This is an approximate list of what we brought with us into British Columbia. We bought a few more vegetables at Ganges on Saltspring Island. Clark caught a nice lingcod, a very large yellow-eye rockfish (we were hoping for another lingcod), and a few prawns in Jervis Inlet. We ate oysters, clams and mussels during our five days in Princess Louisa. Another very large lingcod took Clark’s hook in Fitz Hugh Sound. After this stop, we were moving quickly and did not stop to fish.

Upon reaching Ketchikan, Alaska, we bought red cabbage, Daisy sour cream, and a bottle of gin. Clark caught a kelp greenling in Cholmondeley Sound and a big China rockfish at Kasaan. Our new friend Jene bought a 14-pound King salmon from a fisherman in Meyers Chuck. We split it between us.

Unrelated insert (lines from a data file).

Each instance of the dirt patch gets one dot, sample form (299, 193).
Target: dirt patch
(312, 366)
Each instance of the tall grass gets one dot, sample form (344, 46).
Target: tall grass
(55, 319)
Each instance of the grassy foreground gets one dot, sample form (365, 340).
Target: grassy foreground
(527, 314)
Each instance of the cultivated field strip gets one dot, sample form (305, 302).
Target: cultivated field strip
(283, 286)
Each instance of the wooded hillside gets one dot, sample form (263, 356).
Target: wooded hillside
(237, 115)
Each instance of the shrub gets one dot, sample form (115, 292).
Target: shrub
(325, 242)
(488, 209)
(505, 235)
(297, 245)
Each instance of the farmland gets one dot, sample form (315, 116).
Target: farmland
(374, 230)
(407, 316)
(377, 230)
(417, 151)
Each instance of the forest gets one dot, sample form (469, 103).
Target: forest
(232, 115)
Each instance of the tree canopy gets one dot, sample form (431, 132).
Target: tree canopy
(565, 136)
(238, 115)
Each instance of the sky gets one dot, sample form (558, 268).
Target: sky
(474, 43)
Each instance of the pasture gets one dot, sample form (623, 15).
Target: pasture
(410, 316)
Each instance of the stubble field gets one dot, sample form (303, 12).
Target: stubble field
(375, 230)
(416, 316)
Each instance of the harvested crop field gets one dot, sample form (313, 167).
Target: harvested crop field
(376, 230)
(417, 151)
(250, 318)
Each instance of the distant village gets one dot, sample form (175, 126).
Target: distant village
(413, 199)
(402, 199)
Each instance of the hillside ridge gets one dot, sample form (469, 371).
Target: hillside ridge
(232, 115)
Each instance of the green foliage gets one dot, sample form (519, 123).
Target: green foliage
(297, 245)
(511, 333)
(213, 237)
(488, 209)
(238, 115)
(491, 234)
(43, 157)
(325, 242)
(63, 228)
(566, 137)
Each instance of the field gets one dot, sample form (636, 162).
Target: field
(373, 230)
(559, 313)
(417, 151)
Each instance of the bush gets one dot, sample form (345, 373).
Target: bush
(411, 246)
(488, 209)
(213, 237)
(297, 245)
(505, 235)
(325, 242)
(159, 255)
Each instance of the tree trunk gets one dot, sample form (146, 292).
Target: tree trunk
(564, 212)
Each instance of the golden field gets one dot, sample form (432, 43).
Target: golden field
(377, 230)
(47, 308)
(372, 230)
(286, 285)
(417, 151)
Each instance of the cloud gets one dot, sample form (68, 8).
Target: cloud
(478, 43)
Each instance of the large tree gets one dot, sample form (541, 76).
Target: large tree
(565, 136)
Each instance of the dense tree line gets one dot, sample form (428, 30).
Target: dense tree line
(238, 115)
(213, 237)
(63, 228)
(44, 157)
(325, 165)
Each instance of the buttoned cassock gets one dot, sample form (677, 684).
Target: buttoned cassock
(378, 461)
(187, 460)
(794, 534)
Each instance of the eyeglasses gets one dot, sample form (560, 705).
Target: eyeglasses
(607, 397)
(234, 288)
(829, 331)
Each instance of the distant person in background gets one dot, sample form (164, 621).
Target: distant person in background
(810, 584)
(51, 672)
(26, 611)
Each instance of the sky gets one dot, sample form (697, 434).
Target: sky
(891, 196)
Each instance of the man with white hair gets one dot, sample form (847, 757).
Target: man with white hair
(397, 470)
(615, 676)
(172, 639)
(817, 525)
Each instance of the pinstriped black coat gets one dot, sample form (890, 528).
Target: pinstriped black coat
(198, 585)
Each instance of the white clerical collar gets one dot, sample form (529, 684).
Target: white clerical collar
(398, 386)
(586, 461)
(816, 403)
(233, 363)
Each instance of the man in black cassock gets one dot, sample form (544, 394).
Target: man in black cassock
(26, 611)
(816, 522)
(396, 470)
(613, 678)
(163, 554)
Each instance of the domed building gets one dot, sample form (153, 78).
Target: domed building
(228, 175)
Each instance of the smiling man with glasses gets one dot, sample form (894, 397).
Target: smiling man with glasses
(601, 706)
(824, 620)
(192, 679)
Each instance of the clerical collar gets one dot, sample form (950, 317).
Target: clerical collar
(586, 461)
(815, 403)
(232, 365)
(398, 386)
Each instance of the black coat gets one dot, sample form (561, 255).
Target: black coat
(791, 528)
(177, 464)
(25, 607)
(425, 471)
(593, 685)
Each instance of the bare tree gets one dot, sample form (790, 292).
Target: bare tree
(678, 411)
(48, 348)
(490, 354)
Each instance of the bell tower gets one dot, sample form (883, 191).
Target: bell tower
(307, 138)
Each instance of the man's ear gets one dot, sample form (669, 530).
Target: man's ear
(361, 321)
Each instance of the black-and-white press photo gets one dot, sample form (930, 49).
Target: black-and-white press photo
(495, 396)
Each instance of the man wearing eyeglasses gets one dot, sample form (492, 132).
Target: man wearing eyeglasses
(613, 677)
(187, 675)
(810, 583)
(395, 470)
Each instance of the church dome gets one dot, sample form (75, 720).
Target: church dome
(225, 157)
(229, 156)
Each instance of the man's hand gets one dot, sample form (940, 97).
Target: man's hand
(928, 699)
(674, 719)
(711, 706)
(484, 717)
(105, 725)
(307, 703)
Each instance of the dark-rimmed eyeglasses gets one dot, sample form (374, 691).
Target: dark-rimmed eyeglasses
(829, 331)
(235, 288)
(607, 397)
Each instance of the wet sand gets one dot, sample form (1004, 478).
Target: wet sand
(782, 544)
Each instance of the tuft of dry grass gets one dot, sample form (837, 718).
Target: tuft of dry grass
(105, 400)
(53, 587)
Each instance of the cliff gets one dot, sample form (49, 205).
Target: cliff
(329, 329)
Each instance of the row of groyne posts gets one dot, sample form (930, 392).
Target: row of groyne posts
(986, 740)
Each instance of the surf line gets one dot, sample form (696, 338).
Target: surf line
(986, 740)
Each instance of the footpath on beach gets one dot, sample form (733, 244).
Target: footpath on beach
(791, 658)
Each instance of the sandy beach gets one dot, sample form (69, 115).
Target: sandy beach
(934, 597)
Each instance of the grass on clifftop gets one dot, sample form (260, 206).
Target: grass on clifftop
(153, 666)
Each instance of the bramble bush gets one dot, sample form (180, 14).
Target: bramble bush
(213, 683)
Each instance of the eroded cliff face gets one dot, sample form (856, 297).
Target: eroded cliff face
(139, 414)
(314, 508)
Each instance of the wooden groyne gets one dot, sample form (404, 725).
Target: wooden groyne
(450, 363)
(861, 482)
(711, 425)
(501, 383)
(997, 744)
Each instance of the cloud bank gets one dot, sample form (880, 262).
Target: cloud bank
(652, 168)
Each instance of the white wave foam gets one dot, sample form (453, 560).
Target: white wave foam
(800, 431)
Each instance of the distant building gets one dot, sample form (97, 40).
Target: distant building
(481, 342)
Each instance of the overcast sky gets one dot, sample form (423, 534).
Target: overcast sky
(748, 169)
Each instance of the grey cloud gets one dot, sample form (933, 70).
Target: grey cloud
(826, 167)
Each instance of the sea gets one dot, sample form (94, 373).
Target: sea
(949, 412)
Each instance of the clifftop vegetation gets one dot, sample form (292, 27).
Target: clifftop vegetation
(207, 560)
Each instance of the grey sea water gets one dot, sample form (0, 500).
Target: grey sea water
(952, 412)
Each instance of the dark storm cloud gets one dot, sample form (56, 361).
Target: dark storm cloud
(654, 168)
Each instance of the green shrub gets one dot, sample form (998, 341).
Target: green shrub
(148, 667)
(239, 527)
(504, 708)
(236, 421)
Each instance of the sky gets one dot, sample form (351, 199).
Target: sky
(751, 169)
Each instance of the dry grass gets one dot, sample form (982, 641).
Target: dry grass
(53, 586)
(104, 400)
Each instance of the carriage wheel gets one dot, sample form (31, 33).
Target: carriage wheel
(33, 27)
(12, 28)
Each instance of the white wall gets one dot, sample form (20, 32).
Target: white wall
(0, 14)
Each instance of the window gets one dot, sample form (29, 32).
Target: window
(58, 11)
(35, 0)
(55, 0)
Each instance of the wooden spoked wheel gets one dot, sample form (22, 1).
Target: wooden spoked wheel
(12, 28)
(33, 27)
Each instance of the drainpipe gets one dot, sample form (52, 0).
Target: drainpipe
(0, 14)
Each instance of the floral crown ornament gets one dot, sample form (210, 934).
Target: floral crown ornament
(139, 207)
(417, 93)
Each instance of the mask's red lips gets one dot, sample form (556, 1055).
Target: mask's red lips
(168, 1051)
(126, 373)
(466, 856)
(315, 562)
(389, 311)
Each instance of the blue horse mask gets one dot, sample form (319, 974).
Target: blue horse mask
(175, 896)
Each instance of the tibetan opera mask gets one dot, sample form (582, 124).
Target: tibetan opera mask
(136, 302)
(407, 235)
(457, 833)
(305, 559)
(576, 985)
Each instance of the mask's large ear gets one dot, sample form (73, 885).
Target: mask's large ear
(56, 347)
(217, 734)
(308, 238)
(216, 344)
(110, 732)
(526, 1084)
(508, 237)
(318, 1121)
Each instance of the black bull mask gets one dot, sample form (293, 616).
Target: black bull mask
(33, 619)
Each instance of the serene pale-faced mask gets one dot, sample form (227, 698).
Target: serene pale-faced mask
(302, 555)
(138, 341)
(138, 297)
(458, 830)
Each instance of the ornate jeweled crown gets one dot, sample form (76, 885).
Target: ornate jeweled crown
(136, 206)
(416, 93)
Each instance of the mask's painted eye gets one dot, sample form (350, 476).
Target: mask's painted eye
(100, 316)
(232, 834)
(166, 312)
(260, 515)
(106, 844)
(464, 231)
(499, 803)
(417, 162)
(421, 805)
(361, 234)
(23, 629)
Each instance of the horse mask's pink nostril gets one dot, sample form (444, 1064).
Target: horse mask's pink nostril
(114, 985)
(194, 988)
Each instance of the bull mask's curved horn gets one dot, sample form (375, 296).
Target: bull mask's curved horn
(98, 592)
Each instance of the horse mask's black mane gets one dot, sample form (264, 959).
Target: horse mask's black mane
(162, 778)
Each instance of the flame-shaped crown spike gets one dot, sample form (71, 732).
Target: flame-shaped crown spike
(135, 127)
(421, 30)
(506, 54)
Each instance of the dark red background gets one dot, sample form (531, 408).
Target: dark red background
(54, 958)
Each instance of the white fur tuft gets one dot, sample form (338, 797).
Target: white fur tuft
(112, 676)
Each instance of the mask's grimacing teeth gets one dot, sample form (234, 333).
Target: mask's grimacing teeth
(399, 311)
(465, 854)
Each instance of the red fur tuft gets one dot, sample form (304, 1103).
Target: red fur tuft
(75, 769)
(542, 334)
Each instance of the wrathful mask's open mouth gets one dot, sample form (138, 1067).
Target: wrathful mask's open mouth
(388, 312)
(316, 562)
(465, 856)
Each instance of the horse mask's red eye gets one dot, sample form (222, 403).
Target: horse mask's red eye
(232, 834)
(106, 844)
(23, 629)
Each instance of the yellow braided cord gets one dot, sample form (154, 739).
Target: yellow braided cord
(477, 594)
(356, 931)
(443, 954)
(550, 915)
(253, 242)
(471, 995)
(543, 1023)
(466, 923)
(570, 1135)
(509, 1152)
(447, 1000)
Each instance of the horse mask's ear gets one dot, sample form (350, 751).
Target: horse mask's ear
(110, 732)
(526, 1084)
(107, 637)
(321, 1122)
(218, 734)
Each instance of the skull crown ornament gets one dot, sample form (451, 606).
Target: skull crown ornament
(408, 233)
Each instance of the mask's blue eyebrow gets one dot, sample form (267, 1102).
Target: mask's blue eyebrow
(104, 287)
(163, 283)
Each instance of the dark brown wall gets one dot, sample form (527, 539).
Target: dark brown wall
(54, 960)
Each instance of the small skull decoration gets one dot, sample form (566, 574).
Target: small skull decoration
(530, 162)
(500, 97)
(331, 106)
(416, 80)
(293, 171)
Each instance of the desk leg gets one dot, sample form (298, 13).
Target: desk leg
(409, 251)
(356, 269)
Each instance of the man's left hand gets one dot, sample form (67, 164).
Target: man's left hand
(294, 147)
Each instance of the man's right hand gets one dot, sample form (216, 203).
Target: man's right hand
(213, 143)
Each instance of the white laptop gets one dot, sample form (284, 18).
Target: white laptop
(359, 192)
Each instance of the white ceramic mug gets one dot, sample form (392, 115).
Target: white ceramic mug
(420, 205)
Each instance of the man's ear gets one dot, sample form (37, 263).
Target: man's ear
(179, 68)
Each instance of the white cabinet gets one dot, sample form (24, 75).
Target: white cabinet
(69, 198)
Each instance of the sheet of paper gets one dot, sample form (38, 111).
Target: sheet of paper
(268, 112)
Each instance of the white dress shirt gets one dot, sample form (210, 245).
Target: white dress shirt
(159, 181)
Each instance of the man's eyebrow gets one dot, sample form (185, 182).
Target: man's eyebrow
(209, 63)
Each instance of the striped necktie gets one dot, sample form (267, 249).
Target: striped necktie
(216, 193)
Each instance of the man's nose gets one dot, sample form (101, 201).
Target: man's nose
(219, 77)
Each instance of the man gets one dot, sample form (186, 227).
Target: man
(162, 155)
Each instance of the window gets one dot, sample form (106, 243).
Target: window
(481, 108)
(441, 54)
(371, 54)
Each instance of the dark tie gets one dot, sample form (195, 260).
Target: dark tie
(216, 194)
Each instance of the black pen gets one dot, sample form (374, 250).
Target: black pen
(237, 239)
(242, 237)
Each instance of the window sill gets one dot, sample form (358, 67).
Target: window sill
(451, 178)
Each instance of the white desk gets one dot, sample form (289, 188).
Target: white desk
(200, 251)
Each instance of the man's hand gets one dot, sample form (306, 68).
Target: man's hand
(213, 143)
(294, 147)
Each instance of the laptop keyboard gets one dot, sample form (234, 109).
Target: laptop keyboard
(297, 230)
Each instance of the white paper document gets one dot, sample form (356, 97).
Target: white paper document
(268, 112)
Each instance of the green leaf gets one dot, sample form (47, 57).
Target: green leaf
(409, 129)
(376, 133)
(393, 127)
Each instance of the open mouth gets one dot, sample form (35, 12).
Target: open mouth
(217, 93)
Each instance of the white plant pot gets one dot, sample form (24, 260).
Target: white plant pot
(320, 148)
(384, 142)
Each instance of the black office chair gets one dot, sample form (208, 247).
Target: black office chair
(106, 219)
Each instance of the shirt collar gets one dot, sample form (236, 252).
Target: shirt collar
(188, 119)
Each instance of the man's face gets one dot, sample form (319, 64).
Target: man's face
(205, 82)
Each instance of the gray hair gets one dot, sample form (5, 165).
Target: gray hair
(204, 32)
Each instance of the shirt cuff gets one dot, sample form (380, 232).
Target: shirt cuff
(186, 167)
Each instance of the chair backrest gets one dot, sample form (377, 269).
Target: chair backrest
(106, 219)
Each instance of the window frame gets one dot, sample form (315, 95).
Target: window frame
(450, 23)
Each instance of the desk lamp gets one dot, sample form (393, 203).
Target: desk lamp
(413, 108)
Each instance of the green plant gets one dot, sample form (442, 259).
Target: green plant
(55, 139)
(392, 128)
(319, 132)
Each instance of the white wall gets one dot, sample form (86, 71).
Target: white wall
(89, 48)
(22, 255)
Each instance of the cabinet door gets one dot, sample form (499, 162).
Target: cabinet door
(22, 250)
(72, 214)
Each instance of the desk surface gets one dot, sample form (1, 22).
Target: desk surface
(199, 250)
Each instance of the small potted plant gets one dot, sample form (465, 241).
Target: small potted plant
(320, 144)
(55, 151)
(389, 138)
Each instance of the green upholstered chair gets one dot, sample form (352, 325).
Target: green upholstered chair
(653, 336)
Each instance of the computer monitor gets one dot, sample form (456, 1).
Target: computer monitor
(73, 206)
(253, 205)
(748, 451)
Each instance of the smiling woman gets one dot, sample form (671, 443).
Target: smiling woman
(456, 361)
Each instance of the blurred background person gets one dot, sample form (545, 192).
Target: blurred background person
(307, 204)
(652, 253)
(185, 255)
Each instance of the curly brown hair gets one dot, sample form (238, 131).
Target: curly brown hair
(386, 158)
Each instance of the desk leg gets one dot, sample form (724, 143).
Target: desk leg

In Wrangell, we bought five pounds of ground elk meat (from Alberta), some chicken thighs, four dozen eggs, a block of pepper jack cheese, and a cauliflower. When we arrived in Petersburg, we were fortunate to snag three dozen fresh eggs from pastured hens at their new, local Saturday Market. The large grocery at the top of the hill, Hammer & Wikan, was having a “tent sale”. We bought three large Haas avocados, a pint of organic heavy cream and California strawberries (friends coming for dinner!), green onions, eight red bell peppers (59¢ each!), and four more dozen eggs.

Petersburg is the place to catch herring. Clark picked up a few in very short order. We fried them up for lunch and found they tasted very much like brook trout.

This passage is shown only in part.